While working from home was initially a reactionary solution to the COVID-19 pandemic and the lockdown restrictions that governments in the Middle East region had imposed, now that it has demonstrated its value, it is here to stay. And as the need for organisations to reassess their remote work and learning capabilities, in order to create a digital workplace that’s ready for anything and ensures productivity from anywhere garners momentum, CIOs and IT teams have been grappling on how best to embrace the work from anywhere model for their organisations.

Matt Hancocks, Senior Director Analyst, Gartner, said there are many reasons why organisations in the Middle East should start to embrace working from home. Hancocks said these range from organisational effectiveness, productivity, employee experience in, but more importantly is the potential global talent war. “One of the main considerations is what will this mean for accessing talent. Many organisations, especially in IT roles, are looking at sourcing talent from outside their geographies, via a remote research model,” he said. “But also, those companies that do offer greater flexibility are likely to be better attracters of talent and could pull talent away from those organisations that don’t offer remote work.”

Osama Al-Zoubi, CTO, Cisco Middle East and Africa, agreed with Gartner’s Hancocks and said: “Last year, Cisco commissioned a Workforce of the Future survey, with over 10,000 workers across 12 markets in Europe, Middle East, Africa and Russia (EMEAR). The intention was to understand what was working well during the work-from-home phase, what was no longer fit for purpose and how to build a future workplace that caters to all.”

According to Al-Zoubi, the survey revealed that even in a post-pandemic world, employees wanted to keep hold of many of the positives that had emerged in the new way of working. “These benefits include having increased autonomy, working well as a dispersed team and being able to keep hold of faster decision-making. Even though only 5% of those surveyed worked from home most of the time before the lockdown, now an overwhelming majority hope to keep this increased independence,” he said. “87% of people told us that they want greater ownership in defining how and when they use office spaces – blending between being office-based and working remotely.”

Embracing a hybrid model

Ranjith Kaippada, Managing Director, Cloud Box Technologies, said COVID-19 is an eye opener for business to adopt transformation. “In fact, we must put into place a system which businesses can reap many benefits. Firstly, the acceptance and adoption of new technology,” he said. “The speed at which this was put into place ensured that the normal employee resistance which one would have otherwise experience was not possible due to the circumstances in which the new business requirements were put into place. Productivity has been rising and this helps businesses and encourages them to strengthen their future growth plans.”

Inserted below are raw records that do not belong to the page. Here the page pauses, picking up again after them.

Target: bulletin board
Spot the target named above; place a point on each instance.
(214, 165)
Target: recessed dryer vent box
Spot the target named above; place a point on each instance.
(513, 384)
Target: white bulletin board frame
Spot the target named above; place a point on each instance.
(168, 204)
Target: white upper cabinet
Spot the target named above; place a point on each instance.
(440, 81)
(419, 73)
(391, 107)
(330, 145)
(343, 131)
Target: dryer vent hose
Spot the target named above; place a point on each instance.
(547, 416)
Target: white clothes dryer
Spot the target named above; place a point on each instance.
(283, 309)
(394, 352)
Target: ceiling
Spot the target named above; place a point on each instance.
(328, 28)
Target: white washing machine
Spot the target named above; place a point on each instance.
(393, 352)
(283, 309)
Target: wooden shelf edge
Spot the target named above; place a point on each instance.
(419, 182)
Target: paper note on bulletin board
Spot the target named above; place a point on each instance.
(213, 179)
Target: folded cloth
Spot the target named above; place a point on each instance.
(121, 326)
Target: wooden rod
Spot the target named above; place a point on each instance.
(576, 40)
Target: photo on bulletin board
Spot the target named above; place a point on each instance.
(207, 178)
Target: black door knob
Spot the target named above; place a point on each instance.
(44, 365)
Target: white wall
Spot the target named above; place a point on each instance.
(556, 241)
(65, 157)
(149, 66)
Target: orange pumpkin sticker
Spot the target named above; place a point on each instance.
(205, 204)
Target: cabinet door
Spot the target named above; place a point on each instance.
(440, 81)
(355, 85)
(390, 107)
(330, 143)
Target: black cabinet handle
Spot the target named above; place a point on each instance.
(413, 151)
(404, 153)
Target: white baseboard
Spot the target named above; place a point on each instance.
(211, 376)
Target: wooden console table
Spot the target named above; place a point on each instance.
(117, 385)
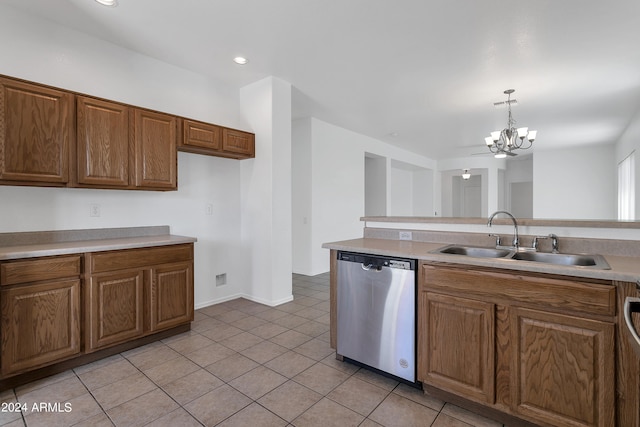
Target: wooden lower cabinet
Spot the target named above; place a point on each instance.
(115, 308)
(52, 306)
(563, 368)
(171, 296)
(495, 339)
(458, 344)
(60, 311)
(137, 292)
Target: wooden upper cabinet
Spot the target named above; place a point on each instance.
(200, 137)
(238, 143)
(35, 130)
(102, 143)
(155, 150)
(212, 140)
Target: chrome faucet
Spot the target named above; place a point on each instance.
(516, 240)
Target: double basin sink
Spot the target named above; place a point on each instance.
(575, 260)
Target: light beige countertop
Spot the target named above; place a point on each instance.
(623, 268)
(40, 244)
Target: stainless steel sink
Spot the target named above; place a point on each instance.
(472, 251)
(575, 260)
(578, 260)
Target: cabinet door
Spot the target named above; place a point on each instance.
(456, 342)
(240, 144)
(114, 307)
(35, 131)
(155, 150)
(172, 296)
(562, 371)
(202, 136)
(40, 324)
(102, 143)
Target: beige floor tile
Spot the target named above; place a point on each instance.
(68, 413)
(190, 343)
(444, 420)
(217, 405)
(358, 395)
(98, 420)
(159, 354)
(268, 330)
(289, 400)
(187, 388)
(121, 391)
(205, 323)
(290, 321)
(290, 364)
(321, 378)
(143, 409)
(179, 417)
(222, 332)
(291, 307)
(241, 341)
(59, 391)
(377, 379)
(398, 411)
(271, 314)
(210, 354)
(258, 382)
(328, 413)
(310, 313)
(290, 339)
(315, 349)
(27, 388)
(249, 323)
(170, 371)
(264, 351)
(346, 367)
(253, 415)
(98, 364)
(231, 367)
(312, 329)
(231, 316)
(468, 417)
(418, 396)
(369, 423)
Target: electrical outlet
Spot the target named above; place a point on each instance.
(221, 279)
(406, 235)
(94, 210)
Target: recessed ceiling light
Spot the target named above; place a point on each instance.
(110, 3)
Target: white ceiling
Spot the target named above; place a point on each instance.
(427, 70)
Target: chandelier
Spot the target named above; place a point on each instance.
(502, 142)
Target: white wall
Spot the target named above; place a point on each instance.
(266, 193)
(629, 142)
(337, 186)
(41, 51)
(575, 183)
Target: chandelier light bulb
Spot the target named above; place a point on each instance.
(503, 143)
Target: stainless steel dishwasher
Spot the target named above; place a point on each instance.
(376, 312)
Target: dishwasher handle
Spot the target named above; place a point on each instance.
(370, 267)
(632, 305)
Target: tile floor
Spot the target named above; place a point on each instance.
(242, 364)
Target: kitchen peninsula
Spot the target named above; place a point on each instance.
(528, 343)
(71, 297)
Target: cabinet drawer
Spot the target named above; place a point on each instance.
(100, 262)
(583, 297)
(37, 269)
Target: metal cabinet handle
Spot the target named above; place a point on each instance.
(632, 305)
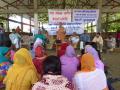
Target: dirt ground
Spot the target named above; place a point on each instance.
(112, 60)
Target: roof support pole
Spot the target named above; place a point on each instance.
(100, 15)
(35, 17)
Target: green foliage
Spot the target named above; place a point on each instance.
(43, 17)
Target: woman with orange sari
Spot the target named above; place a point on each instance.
(89, 78)
(22, 75)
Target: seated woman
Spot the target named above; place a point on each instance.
(69, 63)
(52, 78)
(62, 49)
(89, 78)
(6, 55)
(98, 63)
(40, 56)
(22, 75)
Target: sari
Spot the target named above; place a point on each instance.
(98, 63)
(39, 58)
(69, 63)
(61, 34)
(62, 49)
(22, 74)
(37, 43)
(5, 63)
(89, 78)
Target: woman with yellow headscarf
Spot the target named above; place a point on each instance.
(22, 75)
(89, 78)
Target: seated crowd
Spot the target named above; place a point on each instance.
(21, 70)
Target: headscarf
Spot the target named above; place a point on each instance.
(37, 43)
(87, 62)
(3, 52)
(39, 52)
(99, 64)
(22, 64)
(70, 51)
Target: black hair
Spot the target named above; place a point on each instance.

Vaidy Panchabikesan, Regional Sales Director, Kissflow, said the talent landscape has shifted quite a bit in the last 24 months. Panchabikesan said the opportunity to work remotely has given employees not just more time with family, but also time to do deep work over blocks of undisturbed time. “Over 70% of workers want flexible remote work options to continue, but over 65% are craving more in-person time with their teams because they have become more siloed and digital exhaustion is a real and unsustainable threat. So, a thoughtful approach to hybrid work will be critical for attracting and retaining diverse talent pool,” he remarked.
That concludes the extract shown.